Cidades unidas pretendem recuperar a “Europa do acolhimento”

Já a nível europeu, e complementando todo o trabalho que tem vindo a ser desenvolvido em diversas localidades, a Eurocities – uma rede que pretende melhorar a vida nas cidades europeias, reforçando o papel que devem ter os governos locais na promoção da qualidade de vida dos seus cidadãos – lançou recentemente, em Atenas, a plataforma Solidarity Cities.

Esta plataforma pretende ser mais uma resposta humanitária à crise dos refugiados, tendo como prioridade a partilha de iniciativas e responsabilidades entre os Estados-membros da União Europeia. Muitas cidades já estão a criar formas de acolher os refugiados, encaminhando-os para abrigos e contando com o apoio essencialmente de organizações de solidariedade social para os acompanhar e apoiar nesta fase transitória e difícil, e esta plataforma funciona como o elo de ligação entre todas as cidades, permitindo a replicação de modelos, a adopção de ideias e a troca de conhecimentos.
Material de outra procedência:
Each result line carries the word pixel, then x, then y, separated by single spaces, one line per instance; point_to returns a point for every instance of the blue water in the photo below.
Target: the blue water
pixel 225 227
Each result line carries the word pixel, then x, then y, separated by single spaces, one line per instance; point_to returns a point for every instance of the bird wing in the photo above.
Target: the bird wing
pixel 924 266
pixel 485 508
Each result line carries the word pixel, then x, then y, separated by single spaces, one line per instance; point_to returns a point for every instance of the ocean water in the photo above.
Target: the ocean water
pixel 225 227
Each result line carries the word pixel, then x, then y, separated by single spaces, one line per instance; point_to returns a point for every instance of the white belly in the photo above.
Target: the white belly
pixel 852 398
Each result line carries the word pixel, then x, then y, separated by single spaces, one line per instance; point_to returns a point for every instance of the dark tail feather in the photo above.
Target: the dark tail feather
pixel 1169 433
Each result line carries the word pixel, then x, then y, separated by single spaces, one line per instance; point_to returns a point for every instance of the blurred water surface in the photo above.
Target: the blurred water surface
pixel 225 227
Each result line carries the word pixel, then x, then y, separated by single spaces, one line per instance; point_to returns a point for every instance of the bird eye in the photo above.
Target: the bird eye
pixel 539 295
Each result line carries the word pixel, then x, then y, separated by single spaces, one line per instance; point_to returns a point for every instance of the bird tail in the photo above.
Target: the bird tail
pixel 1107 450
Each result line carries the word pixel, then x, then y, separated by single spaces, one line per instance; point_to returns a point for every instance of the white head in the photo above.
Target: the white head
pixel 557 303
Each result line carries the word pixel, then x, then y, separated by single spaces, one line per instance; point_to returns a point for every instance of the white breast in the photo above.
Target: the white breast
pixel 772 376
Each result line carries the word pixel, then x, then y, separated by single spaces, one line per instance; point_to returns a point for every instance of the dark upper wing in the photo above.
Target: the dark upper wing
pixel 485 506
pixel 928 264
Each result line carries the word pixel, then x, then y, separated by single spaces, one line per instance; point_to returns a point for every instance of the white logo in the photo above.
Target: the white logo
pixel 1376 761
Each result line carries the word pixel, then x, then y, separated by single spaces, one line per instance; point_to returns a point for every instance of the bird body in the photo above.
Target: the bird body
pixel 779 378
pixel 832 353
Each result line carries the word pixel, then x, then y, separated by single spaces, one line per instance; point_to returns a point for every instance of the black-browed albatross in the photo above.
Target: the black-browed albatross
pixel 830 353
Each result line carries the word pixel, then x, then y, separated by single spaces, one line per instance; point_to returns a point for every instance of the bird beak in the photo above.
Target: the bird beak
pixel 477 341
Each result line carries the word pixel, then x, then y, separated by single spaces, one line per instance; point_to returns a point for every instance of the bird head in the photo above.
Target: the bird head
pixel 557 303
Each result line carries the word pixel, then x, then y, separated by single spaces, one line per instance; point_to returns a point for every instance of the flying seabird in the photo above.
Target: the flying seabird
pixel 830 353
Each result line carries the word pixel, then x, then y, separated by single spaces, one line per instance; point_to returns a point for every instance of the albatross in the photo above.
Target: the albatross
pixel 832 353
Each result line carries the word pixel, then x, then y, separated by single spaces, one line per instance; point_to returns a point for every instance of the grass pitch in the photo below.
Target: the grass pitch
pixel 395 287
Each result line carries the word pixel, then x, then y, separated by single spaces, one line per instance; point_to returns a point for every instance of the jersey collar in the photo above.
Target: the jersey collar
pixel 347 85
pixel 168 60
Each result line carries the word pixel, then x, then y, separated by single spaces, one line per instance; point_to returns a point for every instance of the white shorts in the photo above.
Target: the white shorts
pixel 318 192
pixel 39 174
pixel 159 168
Promover a criação e implementação de políticas que facilitem a inclusão de refugiados em diversas cidades europeias, promovendo-se uma relação de cooperação e assistência mútua entre os diversos centros urbanos que acolhem os migrantes, é o principal objectivo desta iniciativa. Complementarmente, a mesma plataforma pretende ser um local onde se dá respostas eficazes e céleres a diversos desafios urgentes, os quais, passam obviamente pela habitação, mas estão relacionados com outras questões como a promoção da saúde, a vacinação, a educação e a procura de emprego, os quais são essenciais, no fundo, para a perfeita inclusão de milhares de novos habitantes que chegam aos diversos cantos da Europa.

Complementarmente, informar os cidadãos europeus, promovendo uma mais fácil aceitação dos refugiados, encorajar a uma maior participação em acções de acolhimento dos mesmos, procurar assistência técnica, e encontrar locais que possam ser transformados em novas casas para os que tudo perderam são os principais pilares nos quais assenta este recém-lançado projecto. Para Thomas Fabian, presidente do Fórum de Assuntos Sociais da Eurocities, esta iniciativa “demonstra que existem formas de se trabalhar em conjunto, além-fronteiras, e com um espírito europeu de união”.

Para além de darem ao maior número possível de pessoas as condições básicas de sobrevivência, e de demonstrarem aos mais “umbiguistas” que todas as pessoas merecem ser tratadas com respeito e dignidade, as acções de integração social dos refugiados poderão servir ainda para apaziguar os medos dos europeus e promover um convívio, no mínimo menos crispado, entre os nacionais e os recém-chegados. O desafio é enorme e toda a dedicação é e será, certamente, bem aproveitada.